Highs and Lows
When I discussed addiction (‘Addiction’) I pointed out that some people resort to drugs as an escape from problems and that the drug makes the problems worse, which produces a downward spiral. The medical profession participates in the process.
Many years I lived in a house with a number of drug-takers of various descriptions. The drugs of preference differed in each person but the aim was the same: to alter their mood. Invariably, these people had lost the ability to accept or change their own mood and depended on a drug to do it. Whereas most people feel happiness and sadness, or even boredom and anger depending on their situation, drug addicts rely on a drug to change their mood. The speed (amphetamine) takers took it to bring them up, and would go for days or as long as they had a supply of the drug, and then took a ‘downer’, a sleeping pill, to knock themselves out in an attempt to ward off the inevitable come-down. Such people had lost the ability to deal with the natural lows of life. In fact, even the highs that the world could offer paled into insignificance beside a good hit.
Experiencing the highs and lows of life are part of the learning process. Eventually,
it is possible to become detached from them. The drab winter sun doesn't depress
you and the summer sun doesn't elate you because you are on a permanent high.
Even when people don't take drugs they use artificial props to attain a high.
In fact, most of the distractions that people indulge in are aimed at changing
their mood. Movies, concerts, drinking alcohol, gambling, dancing and the more
esoteric diversions that young people get up to are largely aimed at escapism.
This isn't to say that there may not be value in some of these things.
People also use mental props to help change their moods. Fantasies that they return to in order to make themselves feel better. Memories of battle won; ex-lovers; the quick retort that made people laugh. Memories may have a learning value in coping with similar situations, but these mental props are not memories as such. They are embellishments that usually have very little to do with reality.

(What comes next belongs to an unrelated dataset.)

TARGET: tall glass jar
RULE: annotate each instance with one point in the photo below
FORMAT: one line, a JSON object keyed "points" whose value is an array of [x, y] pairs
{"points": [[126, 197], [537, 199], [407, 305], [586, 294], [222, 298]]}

Whereas drug takers use illicit drugs to change their moods, doctors prescribe
anti depressive drugs to do the same thing and people become to depend on the
legal drug. This is the western approach to dealing with problems. Diseases
are cured with a pill or inoculation, and in the process the immune system of
humans has become depleted to the extent that the major killers are now of the
autoimmune system. Crying and melancholy are a natural part of life. In fact,
one might say that people who never cry or suffer from any form of depression
are the one’s with the problem. They haven't experienced life.